関心を持つことで、マンションデべロッパーの社名入り、ロゴマーク入りの看板について、ひとつの疑問が生まれる。
この看板の所有者はいったい誰なのか…
看板も朽ちれば落下する危険性も考えられるし、台風で吹き飛ぶことも考えられる。その場合に所有者(管理者)は誰なのか、事故が起きた際にはそこを問われる。
マンション購入時の重要事項説明書にその旨の記載がなければ、事故が起きた際、互いに責任転嫁が起こる。それと看板の修繕費用も同じである。明確に条件決めがなされていないケースが多い。
大規模修繕の際にこの問題が浮上する。常識的に考えれば、マンションデべロッパーが修繕費用を負担するのは当然であろう。だが既に倒産している場合は、先ほどの管理上の責任、そして修繕費用は管理組合が負うことになる。そこで看板を撤去するという選択も出てくる。

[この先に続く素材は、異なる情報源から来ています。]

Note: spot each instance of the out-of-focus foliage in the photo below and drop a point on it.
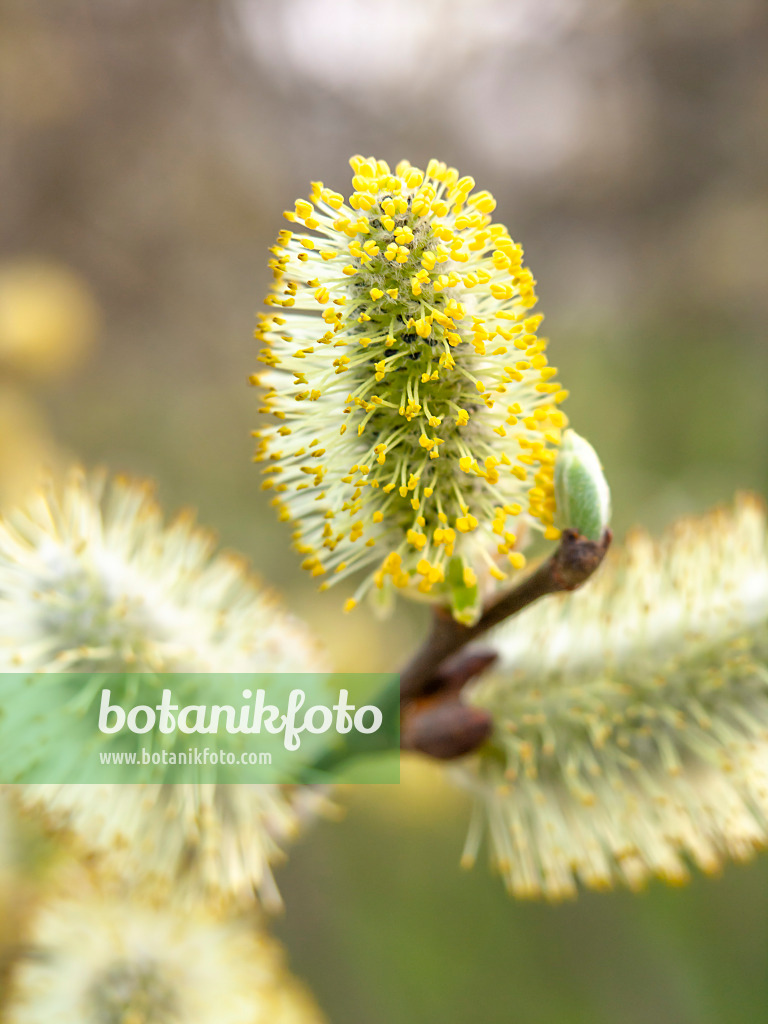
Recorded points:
(148, 148)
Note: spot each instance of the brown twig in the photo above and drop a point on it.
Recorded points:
(434, 720)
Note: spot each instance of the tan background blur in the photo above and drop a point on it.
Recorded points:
(146, 151)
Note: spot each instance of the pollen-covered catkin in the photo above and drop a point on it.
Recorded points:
(414, 417)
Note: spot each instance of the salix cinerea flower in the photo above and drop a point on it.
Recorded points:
(631, 717)
(92, 580)
(96, 955)
(416, 416)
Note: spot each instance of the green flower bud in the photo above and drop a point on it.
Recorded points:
(581, 488)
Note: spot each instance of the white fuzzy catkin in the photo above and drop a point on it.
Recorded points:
(93, 580)
(632, 717)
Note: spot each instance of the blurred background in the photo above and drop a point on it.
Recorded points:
(146, 151)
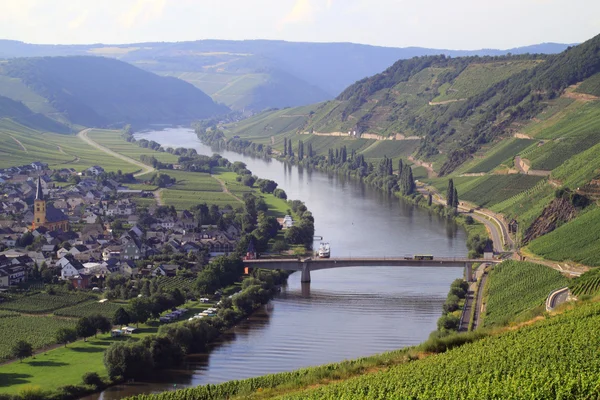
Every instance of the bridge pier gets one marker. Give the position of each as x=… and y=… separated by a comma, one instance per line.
x=468, y=272
x=305, y=273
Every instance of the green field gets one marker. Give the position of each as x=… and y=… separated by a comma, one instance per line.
x=89, y=308
x=586, y=284
x=577, y=240
x=590, y=86
x=113, y=141
x=503, y=152
x=58, y=150
x=511, y=365
x=515, y=287
x=476, y=78
x=574, y=133
x=37, y=330
x=42, y=302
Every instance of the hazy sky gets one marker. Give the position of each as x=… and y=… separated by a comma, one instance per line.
x=452, y=24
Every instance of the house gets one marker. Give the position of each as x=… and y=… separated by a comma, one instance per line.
x=166, y=270
x=488, y=251
x=69, y=267
x=96, y=170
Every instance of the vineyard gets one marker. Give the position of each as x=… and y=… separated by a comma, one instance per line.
x=509, y=366
x=515, y=287
x=40, y=303
x=586, y=284
x=176, y=282
x=494, y=189
x=37, y=330
x=88, y=308
x=503, y=152
x=578, y=240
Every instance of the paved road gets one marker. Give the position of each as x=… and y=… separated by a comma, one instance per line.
x=145, y=169
x=496, y=227
x=479, y=303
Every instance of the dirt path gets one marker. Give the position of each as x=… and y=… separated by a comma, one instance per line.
x=479, y=303
x=157, y=196
x=428, y=166
x=145, y=169
x=226, y=189
x=19, y=143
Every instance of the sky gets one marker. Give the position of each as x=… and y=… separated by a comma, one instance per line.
x=447, y=24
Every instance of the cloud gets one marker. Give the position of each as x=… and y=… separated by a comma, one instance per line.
x=142, y=11
x=79, y=20
x=302, y=12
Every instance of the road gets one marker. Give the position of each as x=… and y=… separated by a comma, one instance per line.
x=495, y=226
x=479, y=303
x=145, y=169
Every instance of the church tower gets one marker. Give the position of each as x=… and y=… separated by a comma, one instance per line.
x=39, y=207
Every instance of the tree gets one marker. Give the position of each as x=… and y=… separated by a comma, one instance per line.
x=121, y=317
x=300, y=149
x=92, y=379
x=455, y=199
x=140, y=310
x=85, y=328
x=21, y=350
x=66, y=336
x=450, y=193
x=100, y=323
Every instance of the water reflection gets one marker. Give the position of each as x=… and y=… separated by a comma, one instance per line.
x=346, y=312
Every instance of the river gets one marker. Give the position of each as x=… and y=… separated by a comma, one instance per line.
x=344, y=313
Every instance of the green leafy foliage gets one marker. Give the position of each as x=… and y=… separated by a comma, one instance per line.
x=515, y=287
x=577, y=240
x=42, y=302
x=37, y=330
x=587, y=284
x=556, y=352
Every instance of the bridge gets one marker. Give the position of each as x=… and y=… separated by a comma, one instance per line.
x=314, y=264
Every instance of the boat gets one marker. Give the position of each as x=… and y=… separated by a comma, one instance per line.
x=324, y=250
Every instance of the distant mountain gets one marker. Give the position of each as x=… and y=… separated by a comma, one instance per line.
x=259, y=74
x=455, y=105
x=18, y=112
x=98, y=91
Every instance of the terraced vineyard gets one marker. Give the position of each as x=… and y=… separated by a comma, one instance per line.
x=508, y=366
x=515, y=287
x=586, y=284
x=494, y=189
x=503, y=152
x=578, y=240
x=40, y=303
x=37, y=330
x=89, y=308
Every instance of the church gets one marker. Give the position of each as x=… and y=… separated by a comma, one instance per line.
x=46, y=215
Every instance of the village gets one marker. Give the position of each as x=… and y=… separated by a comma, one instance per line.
x=81, y=228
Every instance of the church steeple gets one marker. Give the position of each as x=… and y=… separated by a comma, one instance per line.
x=39, y=193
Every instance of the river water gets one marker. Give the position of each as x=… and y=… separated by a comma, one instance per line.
x=343, y=313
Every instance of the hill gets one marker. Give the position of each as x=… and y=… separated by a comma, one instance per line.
x=258, y=74
x=19, y=113
x=97, y=91
x=512, y=364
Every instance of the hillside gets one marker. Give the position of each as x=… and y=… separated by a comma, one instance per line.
x=258, y=74
x=19, y=113
x=96, y=91
x=555, y=351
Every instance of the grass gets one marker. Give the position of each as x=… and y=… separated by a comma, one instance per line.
x=113, y=141
x=37, y=330
x=61, y=366
x=577, y=240
x=516, y=287
x=505, y=151
x=476, y=78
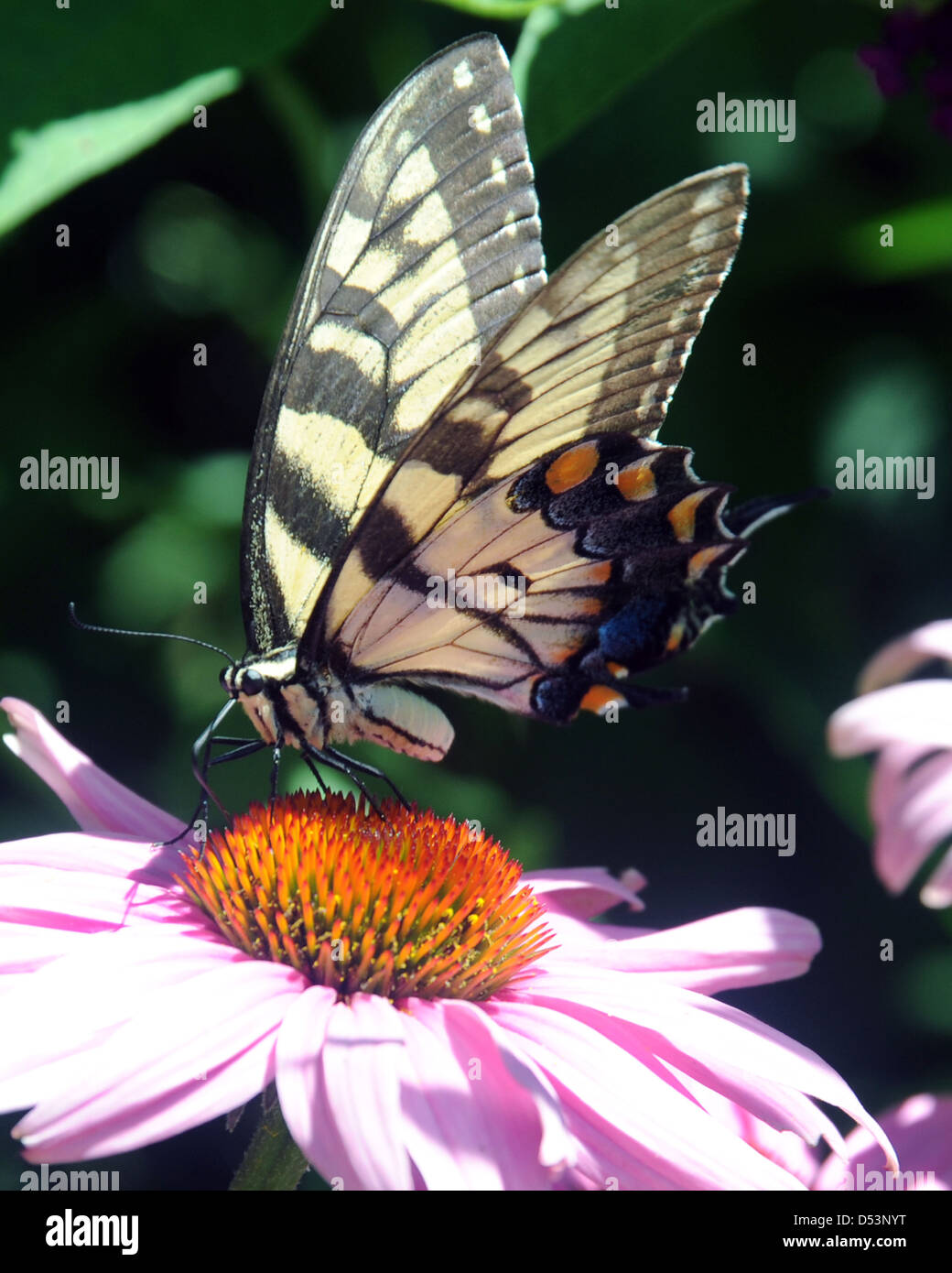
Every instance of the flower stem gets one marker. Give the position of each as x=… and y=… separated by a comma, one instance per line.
x=273, y=1159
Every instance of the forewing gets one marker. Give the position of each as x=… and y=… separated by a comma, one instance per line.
x=597, y=352
x=429, y=245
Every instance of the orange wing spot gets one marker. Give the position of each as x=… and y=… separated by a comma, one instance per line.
x=636, y=482
x=701, y=559
x=600, y=698
x=682, y=515
x=571, y=467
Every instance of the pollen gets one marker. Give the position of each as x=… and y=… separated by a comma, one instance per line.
x=406, y=904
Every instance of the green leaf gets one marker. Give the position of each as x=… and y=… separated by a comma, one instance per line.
x=920, y=242
x=573, y=61
x=64, y=154
x=498, y=10
x=61, y=62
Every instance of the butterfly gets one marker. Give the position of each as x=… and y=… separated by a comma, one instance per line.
x=455, y=480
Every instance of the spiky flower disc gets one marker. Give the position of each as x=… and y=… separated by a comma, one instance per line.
x=406, y=904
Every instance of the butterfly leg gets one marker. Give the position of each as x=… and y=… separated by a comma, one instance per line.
x=276, y=764
x=316, y=772
x=367, y=769
x=247, y=749
x=333, y=760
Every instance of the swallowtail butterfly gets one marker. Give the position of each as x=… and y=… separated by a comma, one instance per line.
x=455, y=479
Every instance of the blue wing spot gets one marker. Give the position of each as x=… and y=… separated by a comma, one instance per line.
x=639, y=627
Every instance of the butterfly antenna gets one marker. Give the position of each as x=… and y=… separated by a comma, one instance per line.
x=126, y=632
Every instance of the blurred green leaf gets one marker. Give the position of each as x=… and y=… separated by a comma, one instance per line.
x=69, y=152
x=499, y=10
x=925, y=996
x=61, y=62
x=922, y=242
x=561, y=91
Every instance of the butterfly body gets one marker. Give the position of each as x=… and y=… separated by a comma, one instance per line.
x=456, y=480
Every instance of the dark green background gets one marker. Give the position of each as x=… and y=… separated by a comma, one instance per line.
x=200, y=238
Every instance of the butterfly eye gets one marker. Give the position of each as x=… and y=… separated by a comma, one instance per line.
x=252, y=682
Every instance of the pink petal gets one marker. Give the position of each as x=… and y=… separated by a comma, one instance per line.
x=302, y=1089
x=752, y=946
x=467, y=1123
x=918, y=713
x=361, y=1060
x=98, y=802
x=916, y=822
x=584, y=891
x=920, y=1128
x=903, y=656
x=195, y=1050
x=638, y=1110
x=937, y=891
x=724, y=1048
x=890, y=774
x=69, y=1007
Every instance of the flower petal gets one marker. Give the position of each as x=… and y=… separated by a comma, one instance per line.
x=95, y=800
x=586, y=891
x=903, y=656
x=916, y=822
x=475, y=1116
x=302, y=1091
x=622, y=1100
x=920, y=1128
x=918, y=713
x=361, y=1061
x=730, y=1051
x=752, y=946
x=195, y=1050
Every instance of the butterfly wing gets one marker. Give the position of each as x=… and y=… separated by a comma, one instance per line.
x=429, y=245
x=590, y=549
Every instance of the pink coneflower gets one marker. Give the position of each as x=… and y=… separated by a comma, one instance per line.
x=430, y=1017
x=920, y=1131
x=910, y=725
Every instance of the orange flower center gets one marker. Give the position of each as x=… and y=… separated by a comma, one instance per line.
x=410, y=904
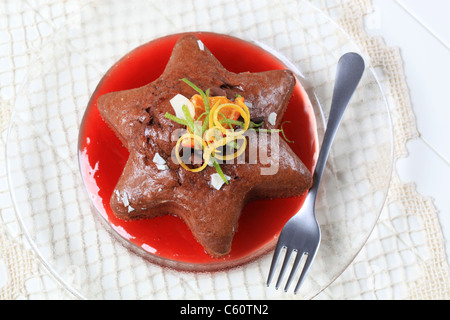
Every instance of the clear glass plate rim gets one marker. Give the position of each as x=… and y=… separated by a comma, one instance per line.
x=77, y=294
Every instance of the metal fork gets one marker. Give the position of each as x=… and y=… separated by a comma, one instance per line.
x=301, y=235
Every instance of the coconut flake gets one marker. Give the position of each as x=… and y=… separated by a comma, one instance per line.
x=272, y=118
x=217, y=182
x=157, y=159
x=178, y=102
x=162, y=167
x=201, y=45
x=125, y=200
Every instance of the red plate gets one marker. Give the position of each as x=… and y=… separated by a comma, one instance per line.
x=102, y=158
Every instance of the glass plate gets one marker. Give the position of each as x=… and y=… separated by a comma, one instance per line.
x=42, y=165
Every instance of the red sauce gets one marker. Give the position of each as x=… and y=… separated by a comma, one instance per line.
x=102, y=156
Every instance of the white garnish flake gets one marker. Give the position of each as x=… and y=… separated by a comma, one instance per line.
x=217, y=182
x=201, y=45
x=178, y=102
x=162, y=167
x=158, y=159
x=272, y=118
x=125, y=200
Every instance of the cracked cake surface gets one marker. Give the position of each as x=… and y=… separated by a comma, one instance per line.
x=152, y=184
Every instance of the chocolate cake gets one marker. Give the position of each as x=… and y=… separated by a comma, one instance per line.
x=153, y=184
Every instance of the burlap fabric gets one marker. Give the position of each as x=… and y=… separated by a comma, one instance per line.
x=404, y=257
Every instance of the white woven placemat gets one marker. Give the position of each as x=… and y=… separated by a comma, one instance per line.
x=404, y=258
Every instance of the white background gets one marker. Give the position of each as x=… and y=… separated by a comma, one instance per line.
x=421, y=29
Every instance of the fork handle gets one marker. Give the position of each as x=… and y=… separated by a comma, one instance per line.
x=350, y=70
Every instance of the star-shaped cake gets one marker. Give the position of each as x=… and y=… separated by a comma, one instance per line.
x=152, y=184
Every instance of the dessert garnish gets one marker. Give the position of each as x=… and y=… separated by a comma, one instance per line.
x=212, y=123
x=184, y=160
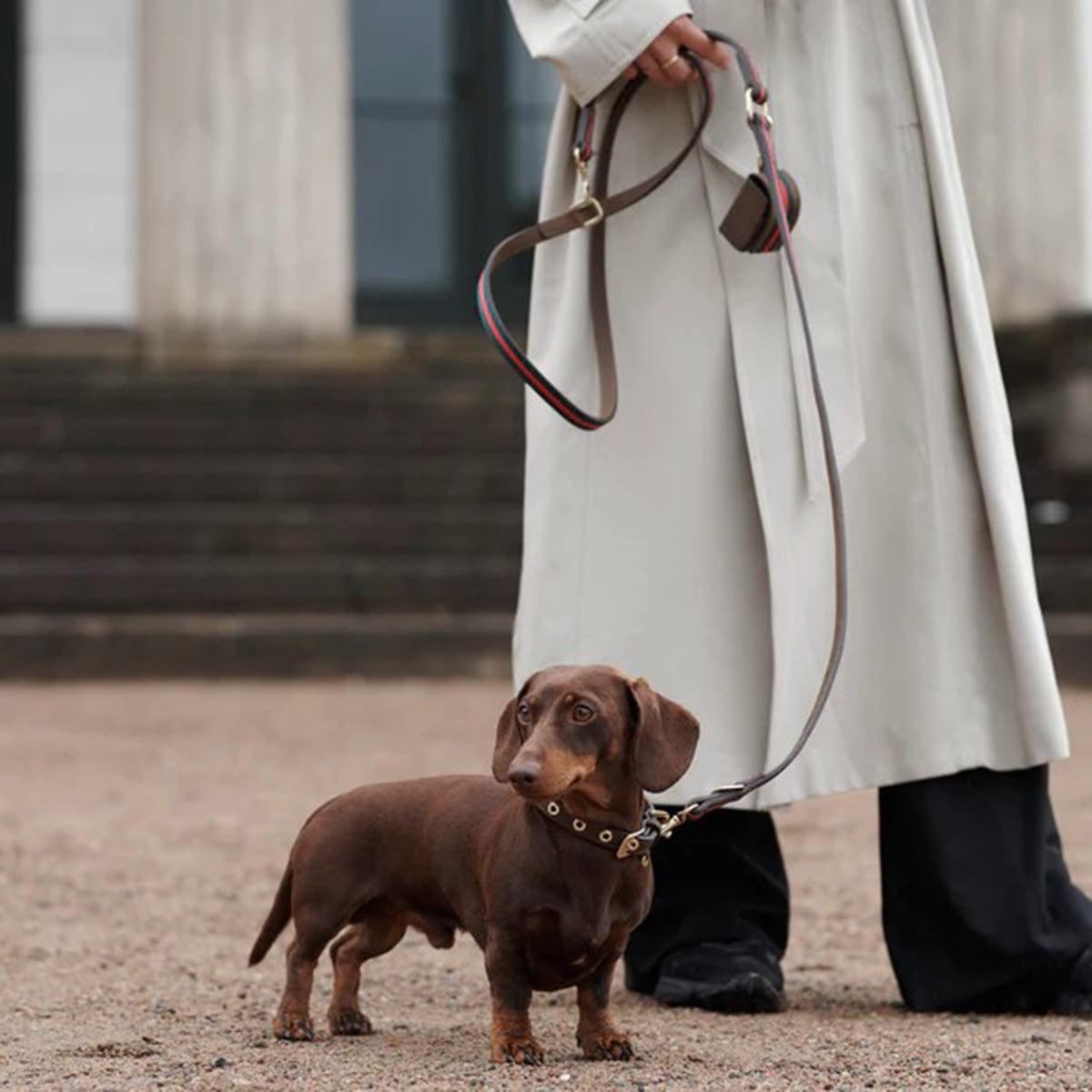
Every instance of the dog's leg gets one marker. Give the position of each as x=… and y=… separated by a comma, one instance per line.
x=293, y=1019
x=595, y=1032
x=377, y=934
x=511, y=1036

看板を撤去するにも付け替えるのにもお金が掛かる。そこで初めてこの看板設置の是非について関心を抱く。
私が当時反対した理由はそこにある。社名入り、ロゴマーク入りの看板はトラブルのもと、後に面倒になるからシンプルなマンション名だけに留めるべき…
管理組合によっては、途中でマンションデべロッパーと交渉して看板設置料を有償にするケースが見受けられるが、この設置料収益は、収益事業たる不動産貸付業に該当する。
マンションデべロッパーが倒産したときのために、事前に看板撤去費用を預り金として受け取る方法もある。このケースでは課税されない。(知人の税理士の見解による)
マンションの看板の是非については、皆さんそれぞれに考え方が異なるだろう。個人的には内情を知っているだけに私物化にしか思えない。